Adoption of NFPA 805, Performance-Based Standard for Fire Protection for Light Water Reactor Electric Generating Plants, 2001 Edition in accordance with 10 CFR 50.48(c) serves as the method of satisfying 10 CFR 50.48(a) and General Design Criterion 3. Prior to adoption of NFPA 805, General Design Criterion 3, "Fire Protection" of Appendix A, General Design Criteria for Nuclear Power Plants, to 10 CFR Part 50, Licensing of Production and Utilization Facilities, was followed in the design of safety and non-safety related structures, systems, and components, as required by 10 CFR 50.48(a).

NFPA 805 does not supersede the requirements of GDC 3, 10 CFR 50.48(a), or 10 CFR 50.48(f). Those regulatory requirements continue to apply. However, under NFPA 805, the means by which GDC 3 or 10 CFR 50.48(a) requirements are met may be different than under 10 CFR 50.48(b). Specifically, whereas GDC 3 refers to SSCs important to safety, NFPA 805 identifies fire protection systems and features required to meet the Chapter 1 performance criteria through the methodology in Chapter 4 of NFPA 805. Also, under NFPA 805, the 10 CFR 50.48(a)(2)(iii) requirement to limit fire damage to SSCs important to safety so that the capability to safely shut down the plant is satisfied by meeting the performance criteria in Section 1.5.1 of NFPA 805.

A Safety Evaluation was issued on [ENTER DATE] by the NRC, that transitioned the existing fire protection program to a risk-informed, performance-based program based on NFPA 805, in accordance with 10 CFR 50.48(c).

9.5.1.1 Design Basis Summary 9.5.1.1.1 Defense-in-Depth The fire protection program is focused on protecting the safety of the public, the environment, and plant personnel from a plant fire and its potential effect on safe reactor operations. The fire protection program is based on the concept of defense-in-depth. Defense-in-depth shall be achieved when an adequate balance of each of the following elements is provided:

(1) Preventing fires from starting, (2) Rapidly detecting fires and controlling and extinguishing promptly those fires that do occur, thereby limiting fire damage, (3) Providing an adequate level of fire protection for structures, systems, and components important to safety, so that a fire that is not promptly extinguished will not prevent essential plant safety functions from being performed.

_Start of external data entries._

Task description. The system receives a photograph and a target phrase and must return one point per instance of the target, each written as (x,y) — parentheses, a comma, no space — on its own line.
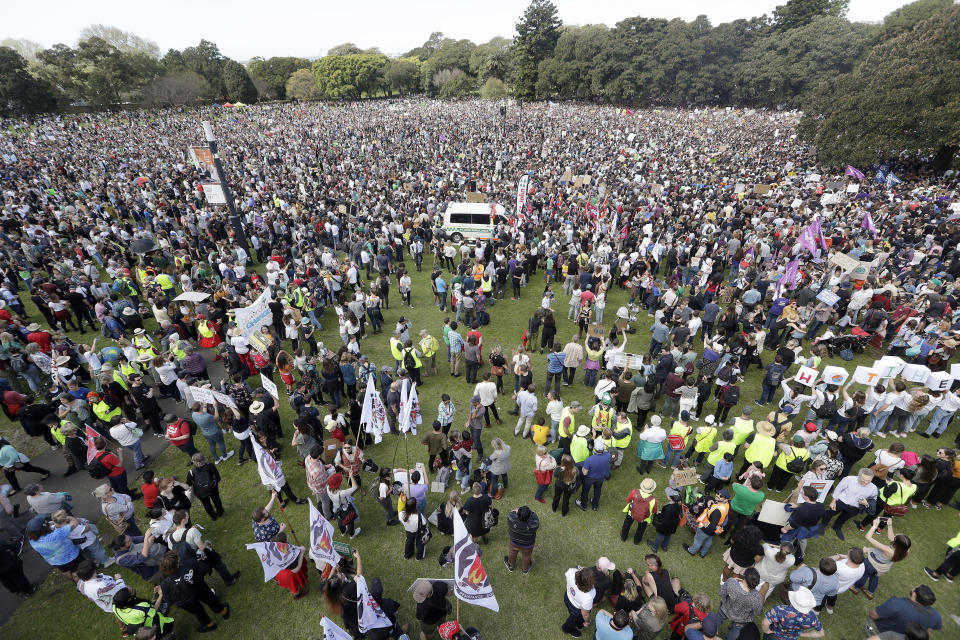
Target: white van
(472,220)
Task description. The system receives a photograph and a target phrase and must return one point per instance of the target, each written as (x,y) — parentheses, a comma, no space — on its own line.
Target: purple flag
(868,224)
(853,173)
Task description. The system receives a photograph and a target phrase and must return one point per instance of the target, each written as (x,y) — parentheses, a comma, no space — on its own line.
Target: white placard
(270,386)
(835,375)
(807,376)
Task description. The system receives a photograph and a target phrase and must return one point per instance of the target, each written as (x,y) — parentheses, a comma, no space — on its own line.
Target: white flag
(374,414)
(410,415)
(369,614)
(321,538)
(275,557)
(331,631)
(471,583)
(271,475)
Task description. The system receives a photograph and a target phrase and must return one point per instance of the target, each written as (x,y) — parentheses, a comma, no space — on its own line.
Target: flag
(275,557)
(321,538)
(470,581)
(271,475)
(374,414)
(331,631)
(410,415)
(853,173)
(369,614)
(868,224)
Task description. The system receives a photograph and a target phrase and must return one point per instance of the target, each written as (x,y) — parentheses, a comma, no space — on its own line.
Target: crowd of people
(736,266)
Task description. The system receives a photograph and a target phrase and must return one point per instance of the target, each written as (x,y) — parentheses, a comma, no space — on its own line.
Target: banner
(321,538)
(471,582)
(522,186)
(251,318)
(374,414)
(275,557)
(271,475)
(369,614)
(331,631)
(410,415)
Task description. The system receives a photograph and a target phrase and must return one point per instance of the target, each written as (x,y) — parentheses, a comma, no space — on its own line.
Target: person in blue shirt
(595,470)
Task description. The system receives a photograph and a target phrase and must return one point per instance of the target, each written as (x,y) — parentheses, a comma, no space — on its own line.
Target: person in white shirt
(99,588)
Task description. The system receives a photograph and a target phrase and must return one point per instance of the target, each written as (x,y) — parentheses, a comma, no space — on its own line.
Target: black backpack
(203,482)
(96,468)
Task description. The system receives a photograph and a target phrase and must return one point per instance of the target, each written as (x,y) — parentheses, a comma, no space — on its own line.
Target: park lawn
(528,604)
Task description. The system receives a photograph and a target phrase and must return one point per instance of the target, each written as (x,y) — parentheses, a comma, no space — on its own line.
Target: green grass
(529,605)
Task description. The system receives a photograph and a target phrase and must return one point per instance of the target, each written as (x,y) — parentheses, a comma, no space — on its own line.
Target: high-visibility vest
(762,449)
(704,519)
(741,430)
(722,447)
(704,440)
(784,459)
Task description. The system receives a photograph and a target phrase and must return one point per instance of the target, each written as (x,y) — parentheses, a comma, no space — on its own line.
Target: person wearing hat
(793,620)
(432,605)
(595,470)
(710,524)
(650,445)
(641,506)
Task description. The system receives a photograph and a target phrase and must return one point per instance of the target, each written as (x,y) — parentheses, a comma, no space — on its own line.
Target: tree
(275,72)
(800,13)
(237,82)
(904,95)
(183,87)
(345,49)
(537,35)
(125,41)
(302,86)
(494,89)
(20,92)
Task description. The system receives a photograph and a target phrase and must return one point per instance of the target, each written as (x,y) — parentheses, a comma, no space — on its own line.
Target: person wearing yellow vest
(429,347)
(567,426)
(677,439)
(761,446)
(579,445)
(710,524)
(792,460)
(702,440)
(641,507)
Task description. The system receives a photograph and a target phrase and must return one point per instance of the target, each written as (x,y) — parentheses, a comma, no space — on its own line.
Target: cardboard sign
(939,381)
(807,376)
(595,330)
(889,367)
(866,375)
(915,373)
(835,375)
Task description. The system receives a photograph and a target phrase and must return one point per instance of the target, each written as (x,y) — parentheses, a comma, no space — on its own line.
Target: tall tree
(20,92)
(537,33)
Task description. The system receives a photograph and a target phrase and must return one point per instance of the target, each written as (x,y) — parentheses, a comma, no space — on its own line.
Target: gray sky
(247,28)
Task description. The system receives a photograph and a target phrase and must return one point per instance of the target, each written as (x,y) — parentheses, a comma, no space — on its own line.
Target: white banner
(471,582)
(251,318)
(374,414)
(369,614)
(321,538)
(522,186)
(270,386)
(271,475)
(275,557)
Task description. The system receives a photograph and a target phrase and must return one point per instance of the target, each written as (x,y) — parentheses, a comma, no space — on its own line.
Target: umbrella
(143,245)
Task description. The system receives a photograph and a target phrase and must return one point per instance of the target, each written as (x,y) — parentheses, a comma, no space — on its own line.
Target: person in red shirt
(116,472)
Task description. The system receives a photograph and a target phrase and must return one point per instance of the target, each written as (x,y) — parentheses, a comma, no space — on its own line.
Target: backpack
(203,483)
(96,468)
(731,396)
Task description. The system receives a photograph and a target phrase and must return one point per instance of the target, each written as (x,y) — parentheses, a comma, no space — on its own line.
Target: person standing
(522,526)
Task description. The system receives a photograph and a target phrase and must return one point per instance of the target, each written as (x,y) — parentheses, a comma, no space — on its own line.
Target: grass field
(530,605)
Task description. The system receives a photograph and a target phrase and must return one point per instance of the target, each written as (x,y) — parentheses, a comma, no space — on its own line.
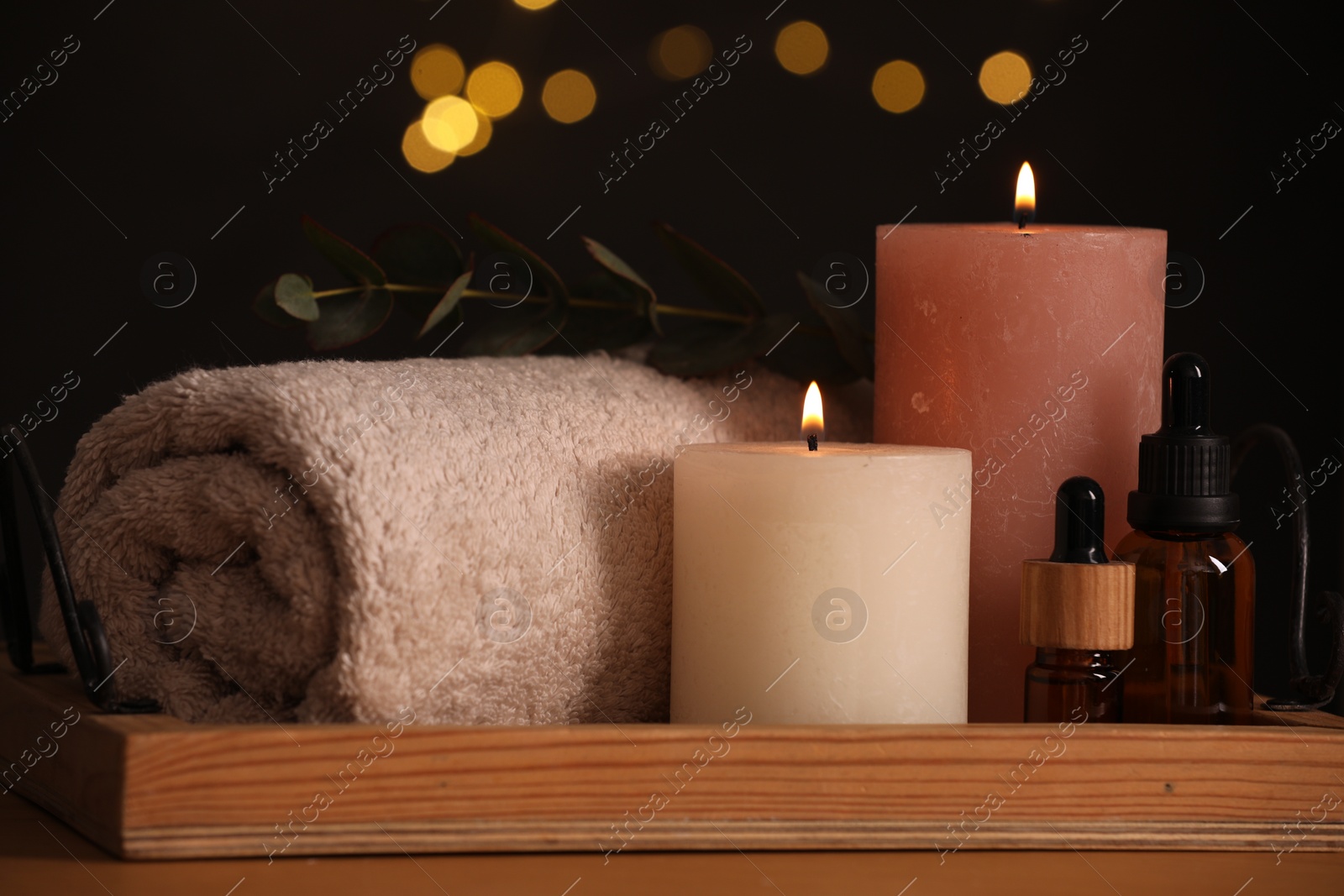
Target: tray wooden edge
(84,782)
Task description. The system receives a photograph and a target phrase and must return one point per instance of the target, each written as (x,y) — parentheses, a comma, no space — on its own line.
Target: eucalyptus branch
(676,311)
(417,254)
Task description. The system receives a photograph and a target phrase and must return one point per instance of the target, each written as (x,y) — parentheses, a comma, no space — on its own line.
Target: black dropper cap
(1184,468)
(1079,521)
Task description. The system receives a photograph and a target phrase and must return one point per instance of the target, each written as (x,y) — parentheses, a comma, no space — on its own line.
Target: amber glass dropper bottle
(1195,594)
(1079,610)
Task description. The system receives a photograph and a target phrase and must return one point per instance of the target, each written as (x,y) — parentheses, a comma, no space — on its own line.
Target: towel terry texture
(486,540)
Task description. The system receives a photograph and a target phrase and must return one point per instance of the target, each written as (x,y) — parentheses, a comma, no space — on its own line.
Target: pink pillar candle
(1039,349)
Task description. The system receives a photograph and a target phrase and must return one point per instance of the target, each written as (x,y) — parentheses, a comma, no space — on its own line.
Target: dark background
(1173,117)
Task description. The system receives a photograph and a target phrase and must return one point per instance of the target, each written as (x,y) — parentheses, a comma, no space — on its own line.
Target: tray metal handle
(84,625)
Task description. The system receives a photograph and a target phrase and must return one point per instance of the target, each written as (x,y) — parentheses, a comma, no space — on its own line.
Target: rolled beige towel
(487,540)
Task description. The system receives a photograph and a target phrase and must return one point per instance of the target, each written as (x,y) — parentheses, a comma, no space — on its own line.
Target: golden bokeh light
(569,96)
(898,86)
(680,53)
(495,89)
(450,123)
(437,71)
(418,152)
(484,130)
(1005,76)
(801,47)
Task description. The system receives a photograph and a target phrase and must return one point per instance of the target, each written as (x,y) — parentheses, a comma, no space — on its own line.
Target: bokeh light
(898,86)
(495,89)
(801,47)
(680,53)
(484,129)
(449,123)
(1005,76)
(418,152)
(437,71)
(569,96)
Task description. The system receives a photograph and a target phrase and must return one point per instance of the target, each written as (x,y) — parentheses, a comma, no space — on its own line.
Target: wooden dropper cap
(1077,600)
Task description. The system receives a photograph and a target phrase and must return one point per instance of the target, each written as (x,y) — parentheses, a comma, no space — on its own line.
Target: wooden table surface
(39,855)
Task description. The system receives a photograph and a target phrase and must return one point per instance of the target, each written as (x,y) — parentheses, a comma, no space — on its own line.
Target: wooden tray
(158,788)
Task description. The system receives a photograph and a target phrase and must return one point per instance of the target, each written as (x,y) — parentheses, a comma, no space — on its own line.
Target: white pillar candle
(820,587)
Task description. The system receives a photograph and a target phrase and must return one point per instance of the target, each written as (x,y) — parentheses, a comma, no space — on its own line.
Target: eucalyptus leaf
(521,329)
(843,325)
(295,296)
(355,265)
(349,318)
(448,304)
(265,308)
(707,348)
(418,254)
(617,268)
(605,328)
(719,282)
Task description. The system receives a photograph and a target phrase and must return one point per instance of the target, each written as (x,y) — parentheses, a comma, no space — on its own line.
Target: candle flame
(1026,206)
(812,419)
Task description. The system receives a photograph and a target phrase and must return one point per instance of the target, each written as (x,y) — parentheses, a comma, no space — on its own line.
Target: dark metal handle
(1317,691)
(84,625)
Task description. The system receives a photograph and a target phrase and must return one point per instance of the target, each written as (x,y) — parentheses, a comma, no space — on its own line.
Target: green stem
(672,311)
(575,302)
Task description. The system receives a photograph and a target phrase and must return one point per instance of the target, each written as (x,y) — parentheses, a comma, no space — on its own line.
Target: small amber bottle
(1077,609)
(1195,595)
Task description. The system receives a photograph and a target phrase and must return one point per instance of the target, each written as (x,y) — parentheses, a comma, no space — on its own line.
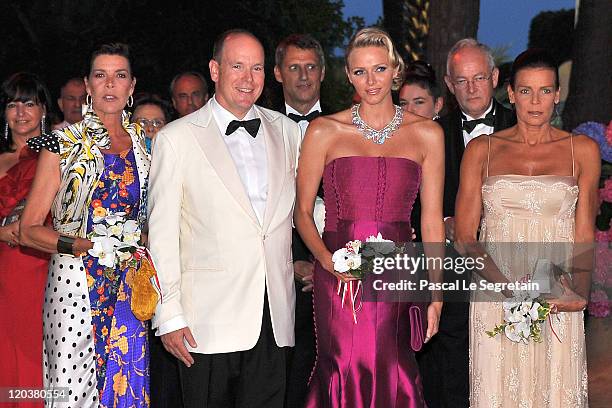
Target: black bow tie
(251,126)
(470,125)
(298,118)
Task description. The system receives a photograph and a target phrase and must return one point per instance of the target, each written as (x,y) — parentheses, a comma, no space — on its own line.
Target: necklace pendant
(377,136)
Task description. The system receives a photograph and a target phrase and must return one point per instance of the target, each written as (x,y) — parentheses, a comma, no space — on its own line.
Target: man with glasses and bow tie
(300,68)
(471,76)
(221,196)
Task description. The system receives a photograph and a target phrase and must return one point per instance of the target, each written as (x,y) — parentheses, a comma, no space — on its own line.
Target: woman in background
(23,272)
(151,113)
(420,92)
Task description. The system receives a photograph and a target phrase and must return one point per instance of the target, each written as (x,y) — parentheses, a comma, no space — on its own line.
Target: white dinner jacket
(213,257)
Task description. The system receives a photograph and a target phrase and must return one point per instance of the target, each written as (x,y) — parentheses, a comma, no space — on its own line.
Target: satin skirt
(367,363)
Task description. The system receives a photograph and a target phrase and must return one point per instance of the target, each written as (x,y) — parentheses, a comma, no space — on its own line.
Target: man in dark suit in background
(300,68)
(471,76)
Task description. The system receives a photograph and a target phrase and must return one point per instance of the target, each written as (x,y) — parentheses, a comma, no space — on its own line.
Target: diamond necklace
(377,136)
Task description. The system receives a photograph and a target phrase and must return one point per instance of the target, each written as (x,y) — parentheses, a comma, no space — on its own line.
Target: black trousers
(165,384)
(301,358)
(443,362)
(253,378)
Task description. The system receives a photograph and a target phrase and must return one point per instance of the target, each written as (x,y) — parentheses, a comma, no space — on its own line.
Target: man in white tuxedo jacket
(221,196)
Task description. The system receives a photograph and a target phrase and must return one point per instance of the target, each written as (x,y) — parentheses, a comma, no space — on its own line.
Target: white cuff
(171,325)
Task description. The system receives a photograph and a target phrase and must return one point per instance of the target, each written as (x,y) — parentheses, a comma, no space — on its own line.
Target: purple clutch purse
(418,325)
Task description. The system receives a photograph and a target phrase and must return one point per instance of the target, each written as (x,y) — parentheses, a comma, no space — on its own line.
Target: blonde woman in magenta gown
(369,187)
(533,184)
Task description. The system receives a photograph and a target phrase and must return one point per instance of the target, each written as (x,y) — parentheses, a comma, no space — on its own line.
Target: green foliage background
(54,38)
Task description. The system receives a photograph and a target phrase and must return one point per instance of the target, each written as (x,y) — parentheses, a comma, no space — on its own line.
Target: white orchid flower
(534,312)
(512,333)
(131,233)
(116,229)
(112,219)
(524,329)
(354,246)
(344,260)
(513,315)
(104,250)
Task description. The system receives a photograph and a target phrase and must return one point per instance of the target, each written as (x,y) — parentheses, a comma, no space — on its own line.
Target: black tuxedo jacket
(298,248)
(454,148)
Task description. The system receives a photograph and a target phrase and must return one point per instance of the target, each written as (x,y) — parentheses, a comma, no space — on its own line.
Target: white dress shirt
(319,207)
(480,129)
(249,155)
(303,124)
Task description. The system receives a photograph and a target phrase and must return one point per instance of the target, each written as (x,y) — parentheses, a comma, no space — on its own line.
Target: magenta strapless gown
(370,363)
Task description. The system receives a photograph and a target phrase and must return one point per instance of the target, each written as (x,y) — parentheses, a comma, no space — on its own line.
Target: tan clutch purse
(144,295)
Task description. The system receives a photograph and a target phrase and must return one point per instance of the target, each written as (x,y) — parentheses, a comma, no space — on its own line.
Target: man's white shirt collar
(480,129)
(223,117)
(315,107)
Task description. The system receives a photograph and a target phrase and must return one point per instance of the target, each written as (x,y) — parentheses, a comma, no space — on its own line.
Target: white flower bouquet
(115,239)
(356,257)
(523,318)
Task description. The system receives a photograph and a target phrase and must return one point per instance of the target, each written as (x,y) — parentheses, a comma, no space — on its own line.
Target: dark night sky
(501,22)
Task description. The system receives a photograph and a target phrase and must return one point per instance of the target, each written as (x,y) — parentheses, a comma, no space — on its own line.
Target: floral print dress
(120,341)
(94,345)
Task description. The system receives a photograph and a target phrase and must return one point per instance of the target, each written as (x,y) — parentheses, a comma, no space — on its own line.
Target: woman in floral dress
(92,175)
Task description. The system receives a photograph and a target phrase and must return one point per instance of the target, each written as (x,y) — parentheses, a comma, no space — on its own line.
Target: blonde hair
(376,37)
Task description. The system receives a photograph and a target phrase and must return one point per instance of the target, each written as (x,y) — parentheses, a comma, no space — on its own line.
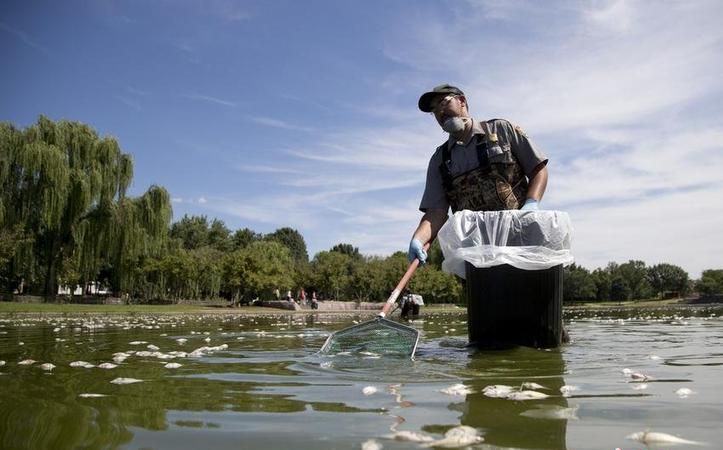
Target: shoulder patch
(519,131)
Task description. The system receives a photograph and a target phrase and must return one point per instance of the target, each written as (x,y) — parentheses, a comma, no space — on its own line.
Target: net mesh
(379,337)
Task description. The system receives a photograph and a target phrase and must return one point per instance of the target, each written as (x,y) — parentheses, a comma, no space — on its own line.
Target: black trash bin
(507,306)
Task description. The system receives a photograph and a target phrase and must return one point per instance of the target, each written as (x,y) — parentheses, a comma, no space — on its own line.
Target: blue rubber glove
(416,250)
(530,205)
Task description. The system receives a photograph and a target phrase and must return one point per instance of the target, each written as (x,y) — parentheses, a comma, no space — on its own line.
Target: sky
(303,114)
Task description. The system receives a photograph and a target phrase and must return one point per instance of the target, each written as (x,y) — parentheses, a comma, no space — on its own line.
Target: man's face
(446,106)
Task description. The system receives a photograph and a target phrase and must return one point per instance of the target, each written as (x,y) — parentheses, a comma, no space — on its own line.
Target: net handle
(400,286)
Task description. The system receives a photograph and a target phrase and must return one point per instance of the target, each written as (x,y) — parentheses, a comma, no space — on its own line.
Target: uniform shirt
(464,158)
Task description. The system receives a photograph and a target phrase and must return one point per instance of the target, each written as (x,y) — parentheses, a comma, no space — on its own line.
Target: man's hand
(530,205)
(416,250)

9.5.1.1.2 NFPA 805 Performance Criteria The design basis for the fire protection program is based on the following nuclear safety and radiological release performance criteria contained in Section 1.5 of NFPA 805:

Revision 3 N-1

NEI 04-02 Appendix N Nuclear Safety Performance Criteria. Fire protection features shall be capable of providing reasonable assurance that, in the event of a fire, the plant is not placed in an unrecoverable condition. To demonstrate this, the following performance criteria shall be met.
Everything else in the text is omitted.